Critical vs Important
RE: Malware attacks force MS to ship emergency ASP.net patch
This makes perfect sense:
?Critical: A vulnerability whose exploitation could allow the propagation of an Internet worm without user action.
?Important: A vulnerability whose exploitation could result in compromise of the confidentiality, integrity, or availability of users data, or of the integrity or availability of processing resources.
Here we go again
I agree. No matter what web sever operating system we use
Not a problem with Plone CMS
http://plone.org/products/plone/security/overview
Security overview:
Problem A3: Broken Authentication and Session Management
How Plone handles this: Plone authenticates users in its own database using a SHA-1 hash of their password. Using its modular authentication system Plone can also authenticate users against common authentication systems such as LDAP and SQL as well as any other system for which a plugin is available (Gmail, OpenID, etc.). After authentication, Plone creates a session using a SHA-1 hash of a secret stored on the server and the userid (HMAC-SHA-1). Secrets can be refreshed on a regular basis to add extra security where needed.
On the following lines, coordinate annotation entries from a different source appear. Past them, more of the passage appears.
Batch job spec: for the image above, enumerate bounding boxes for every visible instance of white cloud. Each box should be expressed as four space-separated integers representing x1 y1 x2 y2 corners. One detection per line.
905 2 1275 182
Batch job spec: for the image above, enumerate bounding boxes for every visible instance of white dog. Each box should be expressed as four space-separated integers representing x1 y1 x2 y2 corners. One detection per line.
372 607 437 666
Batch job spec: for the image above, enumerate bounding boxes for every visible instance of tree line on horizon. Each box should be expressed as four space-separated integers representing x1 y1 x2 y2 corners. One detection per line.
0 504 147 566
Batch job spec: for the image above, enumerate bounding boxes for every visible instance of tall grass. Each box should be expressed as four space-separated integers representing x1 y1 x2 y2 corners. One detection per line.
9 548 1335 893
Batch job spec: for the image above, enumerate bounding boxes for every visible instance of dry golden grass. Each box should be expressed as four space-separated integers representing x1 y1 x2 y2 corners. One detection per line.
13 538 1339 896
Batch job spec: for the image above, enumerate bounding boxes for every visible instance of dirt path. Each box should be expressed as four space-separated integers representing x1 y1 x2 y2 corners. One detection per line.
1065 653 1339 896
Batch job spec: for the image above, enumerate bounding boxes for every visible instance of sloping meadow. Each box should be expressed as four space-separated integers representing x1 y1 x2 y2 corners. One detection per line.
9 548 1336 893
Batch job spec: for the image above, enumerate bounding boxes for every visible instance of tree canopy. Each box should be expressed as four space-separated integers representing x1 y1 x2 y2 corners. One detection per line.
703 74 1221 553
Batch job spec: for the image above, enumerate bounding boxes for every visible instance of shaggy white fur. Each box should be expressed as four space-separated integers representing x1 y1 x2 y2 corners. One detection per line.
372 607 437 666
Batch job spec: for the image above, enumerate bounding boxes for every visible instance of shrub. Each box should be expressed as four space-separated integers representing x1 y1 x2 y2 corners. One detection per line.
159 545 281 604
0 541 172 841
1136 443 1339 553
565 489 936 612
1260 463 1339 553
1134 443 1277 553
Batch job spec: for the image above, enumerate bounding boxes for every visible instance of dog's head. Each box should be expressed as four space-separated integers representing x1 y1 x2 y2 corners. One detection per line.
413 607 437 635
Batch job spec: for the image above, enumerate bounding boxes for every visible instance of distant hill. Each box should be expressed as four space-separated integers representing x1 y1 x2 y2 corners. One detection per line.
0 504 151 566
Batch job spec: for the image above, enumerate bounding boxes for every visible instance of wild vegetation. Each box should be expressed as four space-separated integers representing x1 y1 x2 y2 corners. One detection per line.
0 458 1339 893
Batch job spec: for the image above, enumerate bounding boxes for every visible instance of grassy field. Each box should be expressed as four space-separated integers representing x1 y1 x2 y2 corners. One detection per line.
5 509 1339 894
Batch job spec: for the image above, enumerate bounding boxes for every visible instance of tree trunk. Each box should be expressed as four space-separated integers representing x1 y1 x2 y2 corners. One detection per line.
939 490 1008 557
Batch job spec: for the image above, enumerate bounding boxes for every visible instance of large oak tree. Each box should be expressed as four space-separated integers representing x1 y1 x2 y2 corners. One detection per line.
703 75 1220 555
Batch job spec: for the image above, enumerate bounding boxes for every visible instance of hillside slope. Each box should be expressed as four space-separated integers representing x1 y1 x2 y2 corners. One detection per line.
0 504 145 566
RE: Malware attacks force MS to ship emergency ASP.net patch
I know nothing about Plone CMS,
Isn't SHA-1 outdated ?
Hooah!
RE: Malware attacks force MS to ship emergency ASP.net patch
It is published that SHA-1 can be hacked in 2^69 hash operations.
So, if you have 100,000 computers at your disposal and each computer can do 4,000,000 operations/second, you can hack a key in 1,475,739 seconds, or, 17 days.
Anybody have 100,000 computers handy?
Enuf said.
Plone creates a session using a SHA-1 hash
"Plone creates a session using a SHA-1 hash"
You really should read up on the topics before commenting. <i>This is the exact</i> problem. Plone is probable vulnerable as well.
Theoretically yes. In practical terms, no.